Monday, February 24, 2014

The Complexities of the Water-Energy Nexus

The Heard on the Street Column of The Wall Street Journal last Wednesday illustrated the challenges of managing both the water and energy sectors during periods of interconnected system stress (California Power Market Gets Freeze-Dried).

Problems in the water-energy nexus are enormously complex.  The continuing drought in California highlights the challenges and interconnections between water and energy.  The Wall Street Journal highlighted this in a recent article.
“More than half of California is classified as being in a state of extreme drought, according to the U.S. Department of Agriculture.  Recent storms have brought some snow to parched slopes – including Tahoe’s – but they come very late: California’s snowpack is just 10% of normal levels, according to Citigroup.  The problem extends up the coast, with the Northwest River Forecast Center earlier this month reporting lower-than-normal precipitation in the region this season.

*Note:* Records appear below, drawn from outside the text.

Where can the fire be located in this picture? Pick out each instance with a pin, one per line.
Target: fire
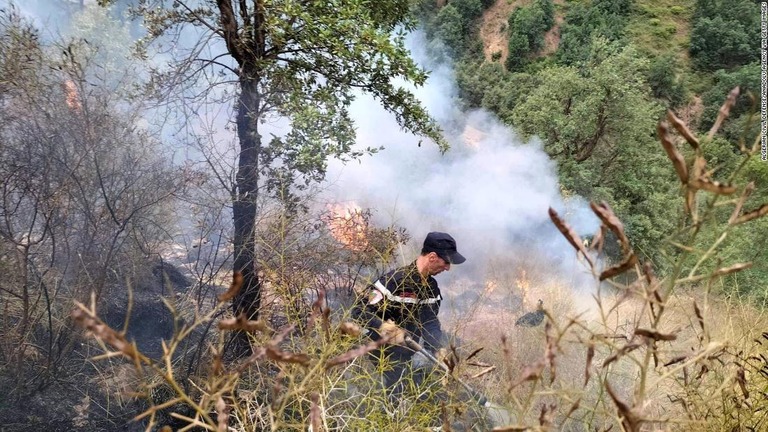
(523, 284)
(472, 137)
(349, 226)
(73, 99)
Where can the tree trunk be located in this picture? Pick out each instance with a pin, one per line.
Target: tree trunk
(245, 211)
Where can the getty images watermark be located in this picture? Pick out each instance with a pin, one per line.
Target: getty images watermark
(763, 87)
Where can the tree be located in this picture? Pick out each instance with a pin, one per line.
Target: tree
(595, 123)
(301, 61)
(725, 34)
(84, 193)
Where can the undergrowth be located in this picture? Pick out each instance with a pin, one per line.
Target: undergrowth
(652, 352)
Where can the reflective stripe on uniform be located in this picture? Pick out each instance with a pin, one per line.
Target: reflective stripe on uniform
(382, 289)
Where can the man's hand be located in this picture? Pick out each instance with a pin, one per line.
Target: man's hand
(393, 332)
(442, 356)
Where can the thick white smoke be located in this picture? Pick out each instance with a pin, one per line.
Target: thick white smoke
(491, 191)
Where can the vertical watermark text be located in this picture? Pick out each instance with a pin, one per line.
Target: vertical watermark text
(763, 87)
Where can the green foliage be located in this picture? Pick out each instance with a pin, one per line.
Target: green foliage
(725, 34)
(527, 25)
(586, 21)
(595, 121)
(518, 50)
(469, 10)
(449, 28)
(664, 82)
(746, 77)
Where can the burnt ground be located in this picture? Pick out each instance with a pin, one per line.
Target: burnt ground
(86, 395)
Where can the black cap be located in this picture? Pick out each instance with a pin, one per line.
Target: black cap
(444, 246)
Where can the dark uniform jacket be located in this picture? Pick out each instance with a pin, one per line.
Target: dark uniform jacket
(406, 298)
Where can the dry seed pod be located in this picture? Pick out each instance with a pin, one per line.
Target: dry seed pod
(315, 418)
(630, 418)
(569, 234)
(739, 205)
(275, 353)
(222, 415)
(606, 215)
(242, 323)
(683, 129)
(234, 287)
(672, 153)
(590, 356)
(655, 335)
(730, 101)
(690, 200)
(711, 186)
(355, 353)
(620, 268)
(699, 163)
(732, 269)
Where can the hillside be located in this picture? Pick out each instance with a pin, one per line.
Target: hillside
(589, 77)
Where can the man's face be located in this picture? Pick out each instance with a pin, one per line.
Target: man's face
(437, 265)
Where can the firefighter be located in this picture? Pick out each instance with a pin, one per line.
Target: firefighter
(406, 301)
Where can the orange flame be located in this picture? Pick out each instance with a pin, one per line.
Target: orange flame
(349, 226)
(73, 99)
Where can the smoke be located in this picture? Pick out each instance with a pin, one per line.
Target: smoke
(491, 190)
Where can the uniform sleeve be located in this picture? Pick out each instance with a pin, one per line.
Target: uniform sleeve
(367, 315)
(431, 331)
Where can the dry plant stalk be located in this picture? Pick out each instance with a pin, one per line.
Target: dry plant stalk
(88, 320)
(683, 129)
(754, 214)
(569, 235)
(725, 110)
(234, 287)
(677, 159)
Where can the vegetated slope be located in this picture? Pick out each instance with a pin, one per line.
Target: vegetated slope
(493, 28)
(494, 35)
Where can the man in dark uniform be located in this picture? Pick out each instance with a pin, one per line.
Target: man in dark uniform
(406, 301)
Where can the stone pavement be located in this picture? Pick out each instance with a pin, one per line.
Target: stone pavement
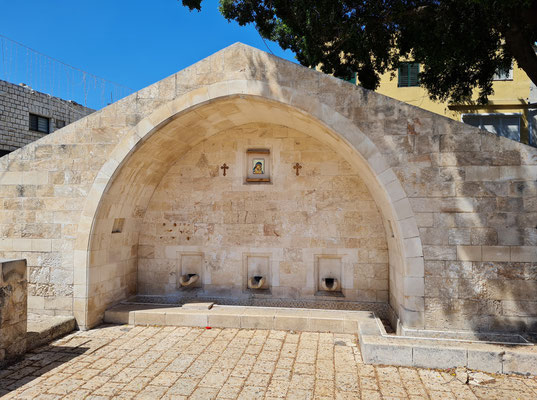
(126, 362)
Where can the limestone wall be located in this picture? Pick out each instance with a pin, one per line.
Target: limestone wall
(16, 104)
(325, 211)
(458, 204)
(13, 310)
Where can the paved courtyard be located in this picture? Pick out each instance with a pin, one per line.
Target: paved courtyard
(126, 362)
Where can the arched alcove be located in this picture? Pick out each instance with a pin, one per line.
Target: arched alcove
(106, 263)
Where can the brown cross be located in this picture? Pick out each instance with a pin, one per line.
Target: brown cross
(297, 166)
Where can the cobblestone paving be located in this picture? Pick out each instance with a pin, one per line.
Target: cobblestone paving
(125, 362)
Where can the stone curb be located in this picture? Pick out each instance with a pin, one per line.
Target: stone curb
(378, 348)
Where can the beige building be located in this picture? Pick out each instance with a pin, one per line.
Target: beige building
(246, 177)
(508, 112)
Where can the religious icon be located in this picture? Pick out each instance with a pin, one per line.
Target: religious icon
(258, 166)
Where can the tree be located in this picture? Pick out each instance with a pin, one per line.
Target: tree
(460, 43)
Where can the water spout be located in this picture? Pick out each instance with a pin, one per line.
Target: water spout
(256, 282)
(330, 284)
(188, 280)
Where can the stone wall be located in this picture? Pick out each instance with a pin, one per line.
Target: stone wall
(326, 211)
(16, 104)
(13, 314)
(458, 204)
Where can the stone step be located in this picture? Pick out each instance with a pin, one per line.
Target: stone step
(43, 329)
(223, 316)
(376, 346)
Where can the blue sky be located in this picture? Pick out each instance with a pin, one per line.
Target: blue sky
(134, 43)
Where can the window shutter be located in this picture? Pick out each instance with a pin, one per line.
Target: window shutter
(33, 122)
(413, 74)
(403, 75)
(42, 124)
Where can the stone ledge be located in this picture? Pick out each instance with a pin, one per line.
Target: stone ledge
(376, 346)
(221, 316)
(379, 348)
(43, 329)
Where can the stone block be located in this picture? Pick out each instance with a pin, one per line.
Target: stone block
(485, 360)
(150, 317)
(524, 253)
(375, 350)
(469, 253)
(288, 322)
(520, 362)
(496, 253)
(224, 320)
(195, 319)
(435, 356)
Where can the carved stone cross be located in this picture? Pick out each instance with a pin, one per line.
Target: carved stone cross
(297, 167)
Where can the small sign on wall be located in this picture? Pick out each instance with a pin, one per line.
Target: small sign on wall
(258, 165)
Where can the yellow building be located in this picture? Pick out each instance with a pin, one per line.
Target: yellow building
(508, 112)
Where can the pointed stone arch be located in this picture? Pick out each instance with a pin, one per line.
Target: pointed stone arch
(133, 170)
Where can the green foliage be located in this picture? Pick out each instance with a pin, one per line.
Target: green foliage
(460, 43)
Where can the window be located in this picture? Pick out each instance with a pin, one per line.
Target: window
(39, 124)
(506, 125)
(503, 75)
(408, 74)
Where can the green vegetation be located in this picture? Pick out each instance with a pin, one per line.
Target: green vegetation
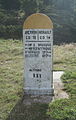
(11, 75)
(11, 84)
(63, 14)
(65, 59)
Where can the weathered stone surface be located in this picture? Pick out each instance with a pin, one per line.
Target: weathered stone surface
(38, 47)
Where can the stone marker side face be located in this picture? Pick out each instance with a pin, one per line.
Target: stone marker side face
(38, 45)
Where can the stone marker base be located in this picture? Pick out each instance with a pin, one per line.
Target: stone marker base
(30, 99)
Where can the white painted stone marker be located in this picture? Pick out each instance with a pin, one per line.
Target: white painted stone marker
(38, 50)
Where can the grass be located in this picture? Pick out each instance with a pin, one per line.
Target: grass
(11, 84)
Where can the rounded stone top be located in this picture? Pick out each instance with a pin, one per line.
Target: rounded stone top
(38, 21)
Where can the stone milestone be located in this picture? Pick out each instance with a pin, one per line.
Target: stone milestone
(38, 54)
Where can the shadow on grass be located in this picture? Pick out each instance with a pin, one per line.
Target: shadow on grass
(34, 111)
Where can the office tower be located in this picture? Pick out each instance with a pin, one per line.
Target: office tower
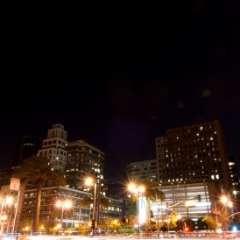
(234, 173)
(54, 146)
(193, 153)
(26, 147)
(142, 170)
(84, 160)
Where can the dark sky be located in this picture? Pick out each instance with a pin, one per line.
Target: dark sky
(119, 78)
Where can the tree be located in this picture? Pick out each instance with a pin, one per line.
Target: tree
(37, 170)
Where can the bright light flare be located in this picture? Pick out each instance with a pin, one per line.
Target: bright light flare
(224, 199)
(131, 187)
(89, 181)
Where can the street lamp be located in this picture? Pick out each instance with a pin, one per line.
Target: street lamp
(96, 205)
(180, 218)
(89, 181)
(64, 205)
(138, 191)
(226, 202)
(6, 202)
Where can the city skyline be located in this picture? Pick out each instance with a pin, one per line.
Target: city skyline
(118, 81)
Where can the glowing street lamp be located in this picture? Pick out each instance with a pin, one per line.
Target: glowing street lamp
(64, 205)
(225, 200)
(138, 191)
(90, 181)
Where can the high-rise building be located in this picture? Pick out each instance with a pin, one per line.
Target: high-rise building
(26, 147)
(142, 170)
(54, 147)
(84, 160)
(193, 153)
(234, 173)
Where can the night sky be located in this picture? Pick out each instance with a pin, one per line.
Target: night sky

This matters because almost half of U.S. hydroelectric lies in California, Washington, Oregon, Idaho and Montana.  California, the country’s second-largest electricity market after Texas, got 17% of its power this way in the decade ending 2012.
So if rivers are low, the state has a problem – even more so when other sources of energy are stressed as well.”

Extreme winter weather and constraints in the water-energy nexus forced natural gas prices entering California up to $15 a million BTUs in late January from $4.19 at the end of 2013.  From the Wall Street Journal article:
“Adding to this is the fierce cold and snow battering New York a host of other places across the U.S.  Natural-gas-fired power plants make up more than 60% of California’s capacity, so these take the strain when the rivers run dry.  The problem is when the rest of the country needs gas for heat, supplies can be constrained.”